Exogenous DC stimulation has also been reported to exert a positive effect on nerve function recovery in vivo. Yamada et al. demonstrated the potential of ESC to differentiate into mature neurons after injection into the injured spinal cords of adult mice [36]. ES could further improve the function recovery, and 7 days of ES (10 Hz, 0.5–1.0 V), which was performed for 4 h/day, may improve the function of the injured spinal cord in rats [44]. Some data showed that DC stimulation can improve motor function after a stroke [45, 46]; in particular, the improvement is greater in chronic stroke patients [47]. The improvements showed a positive relationship with current and charge density when transcranial DC stimulation (tDCS) was applied [48]. Up to 4 mA of tDCS was considered safe and tolerable for stroke patients [49]. In addition, bilateral cerebellar tDCS was also reported to improve balance in patients with Parkinson’s disease [50].

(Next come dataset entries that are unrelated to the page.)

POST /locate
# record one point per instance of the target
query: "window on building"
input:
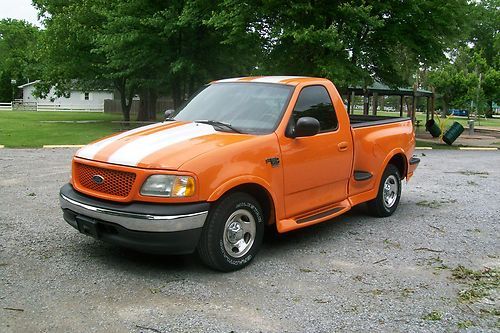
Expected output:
(315, 102)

2.2. Effect of Alternating Current on Stem Cell Neural Differentiation
AC is the flow of charge that changes direction periodically, and its magnitude reverses along with the current. In vitro AC systems use capacitively coupled or inductively coupled designs. The applications of AC stimulation in neural differentiation are summarized in Table 3. In contrast to DC, AC may not have effect on NSC migration, alignment with ES [51]. This may be due to the bidirectional electric field provided by AC. However, Matos et al. found that AC stimulation can improve the viability and neural differentiation of NSCs. The best frequency for mouse NSC viability was 1 Hz, and frequency lower than 1 Hz can increase the ratio of neurons to astrocytes [52]. Furthermore, using a frequency higher than 1–50 Hz, 0.001 kV/cm, AC ES delayed neural differentiation of progenitor cells into astrocytes [53]. According to these studies, a wide range of the frequencies of ES can control the differentiation of stem cells into specific sublineages, which depend on the cell types and culture conditions. Apart from in vitro AC stimulation, in vivo AC devices were also designed. Repetitive transorbital AC stimulation was used to treat mice with optic nerve injury. After treatment, many large neurons survived with moderate dendritic shrinkage [54].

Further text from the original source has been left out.